Usher Syndrome Type 3 and Type IF Carrier Testing 

By  Staff Writer

Have you been told that Usher syndrome Type 3 and Type IF Carrier testing runs in your family?
Usher syndrome is a relatively common genetic disorder that affects hearing and sight. Hearing loss is probably the most recognizable symptom, but retinitis pigmentosa, a disorder of the eye, can eventually cause partial or total blindness. No cure exists for Usher syndrome. However, genetic testing can provide a definitive diagnosis so the condition can be managed.

What Is Usher Syndrome?

Medical experts divide Usher syndrome into three classifications and several subdivisions. The types are numbered one through three. A diagnosis is placed in one of the categories depending upon the age at the onset of symptoms.

Scientists have studied the symptoms of Usher syndrome since the middle of the 19th century. It was not until 1914 that C.H. Usher, an English ophthalmologist, published a study of the syndrome in which he explored the idea that the disorder was inherited. From those beginnings, researchers have discovered eleven genes which are involved in Usher syndrome. The type of the syndrome is determined by which mutated genes are inherited.

In general, the genes that are connected to the disorder are responsible for producing proteins that help with hearing, vision and balance. Because these genes are damaged or altered, the person who inherits them has difficulty with many everyday activities. However, Usher syndrome does not adversely affect life expectancy.

Symptoms of Usher Syndrome

Babies who are born with the syndrome are diagnosed with type I. Their hearing loss is profound. Retinitis pigmentosa begins to damage the ability to see early in the child’s life. With this form of the disease, it’s common to see abnormal development of the vestibular system. This means that sitting, walking, riding a bicycle and other activities can all be difficult.

Type II of the disorder may involve some hearing loss at birth, but the vestibular system typically develops normally. This means that children with type II do not generally have balance issues. Still, hearing loss can progress throughout childhood and into adulthood. Vision loss is progressive and often begins at adolescence or in adulthood.

People with type III Usher syndrome first develop symptoms later in life. Hearing ability may be normal at birth but begin to deteriorate in adolescence, as does vision.

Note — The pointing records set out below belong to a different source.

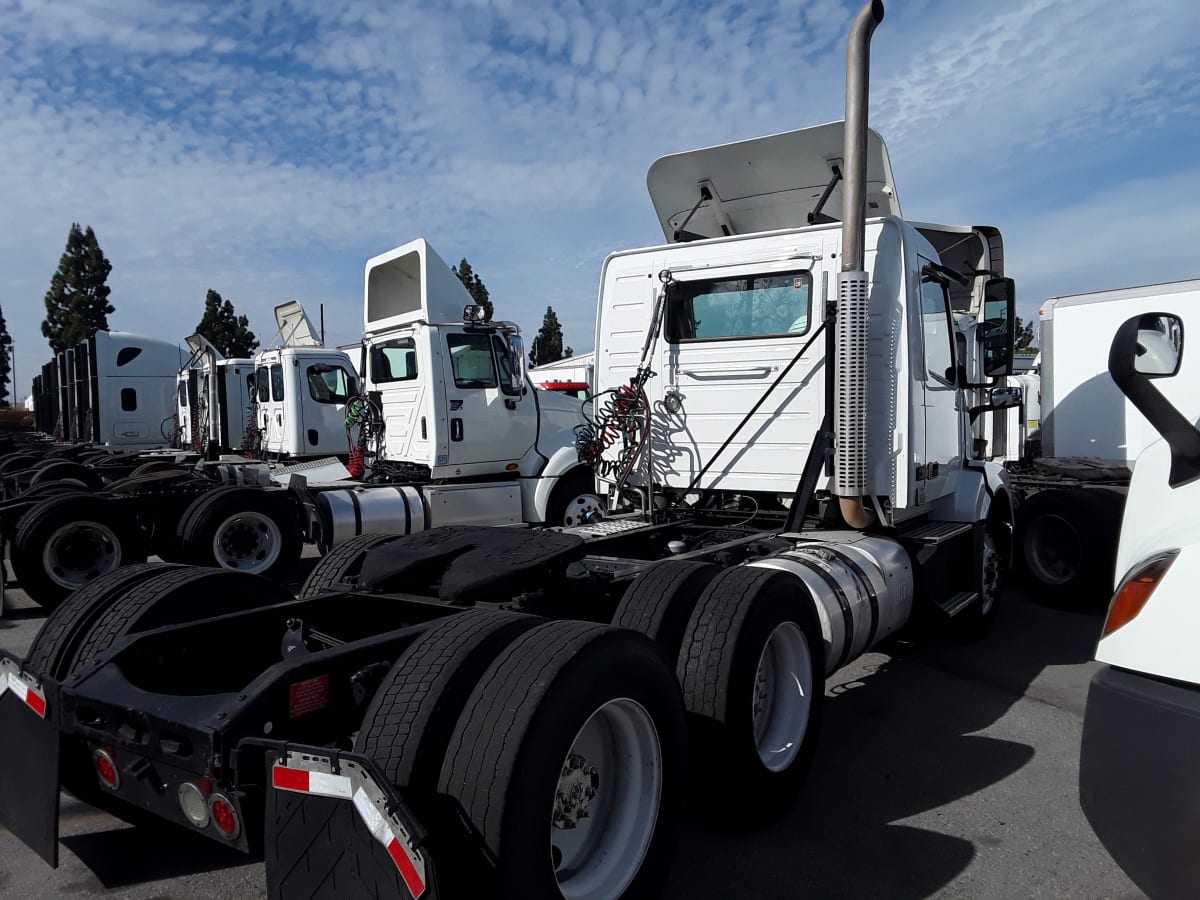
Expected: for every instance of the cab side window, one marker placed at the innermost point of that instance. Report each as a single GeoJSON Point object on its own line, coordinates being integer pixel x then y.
{"type": "Point", "coordinates": [939, 335]}
{"type": "Point", "coordinates": [471, 360]}
{"type": "Point", "coordinates": [328, 384]}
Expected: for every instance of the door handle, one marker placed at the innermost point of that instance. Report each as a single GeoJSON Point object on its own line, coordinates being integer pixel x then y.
{"type": "Point", "coordinates": [745, 372]}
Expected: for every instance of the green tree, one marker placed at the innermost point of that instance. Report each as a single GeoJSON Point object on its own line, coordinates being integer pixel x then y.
{"type": "Point", "coordinates": [547, 345]}
{"type": "Point", "coordinates": [77, 303]}
{"type": "Point", "coordinates": [225, 329]}
{"type": "Point", "coordinates": [5, 363]}
{"type": "Point", "coordinates": [1024, 339]}
{"type": "Point", "coordinates": [475, 287]}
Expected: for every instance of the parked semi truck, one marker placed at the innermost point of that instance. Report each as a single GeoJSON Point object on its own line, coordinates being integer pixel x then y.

Some people may experience profound hearing and vision loss by the time they are middle aged.

Genetic Testing for Usher Syndrome

Scientists know of at least eleven genes that may be responsible for causing Usher syndrome, and they believe it’s likely that others also may be involved. Because there are so many possibilities, genetic testing for abnormalities in these genes is not routinely performed. Nonetheless, people who have a family history of the disorder may want to find out if they are carriers.

Usher syndrome is classified as an autosomal recessive trait. This means that it can occur in either males or females. Both sexes can be carriers, and both could be affected with the disorder. Because it is recessive, both parents must have a mutated Usher syndrome gene in order to have a child who is affected by the syndrome. Currently, it is not possible to test to see if prospective parents are carriers of some of these mutated genes. However, it is possible to test for mutated genes that will cause type 1F and type III of the syndrome. This means that it may be critical for people with a family history of Usher syndrome to be tested by submitting a blood sample.

Genetic testing for Usher syndrome on an infant or young child can also answer many questions. With a definitive diagnosis, it is much easier to move forward with management of the condition.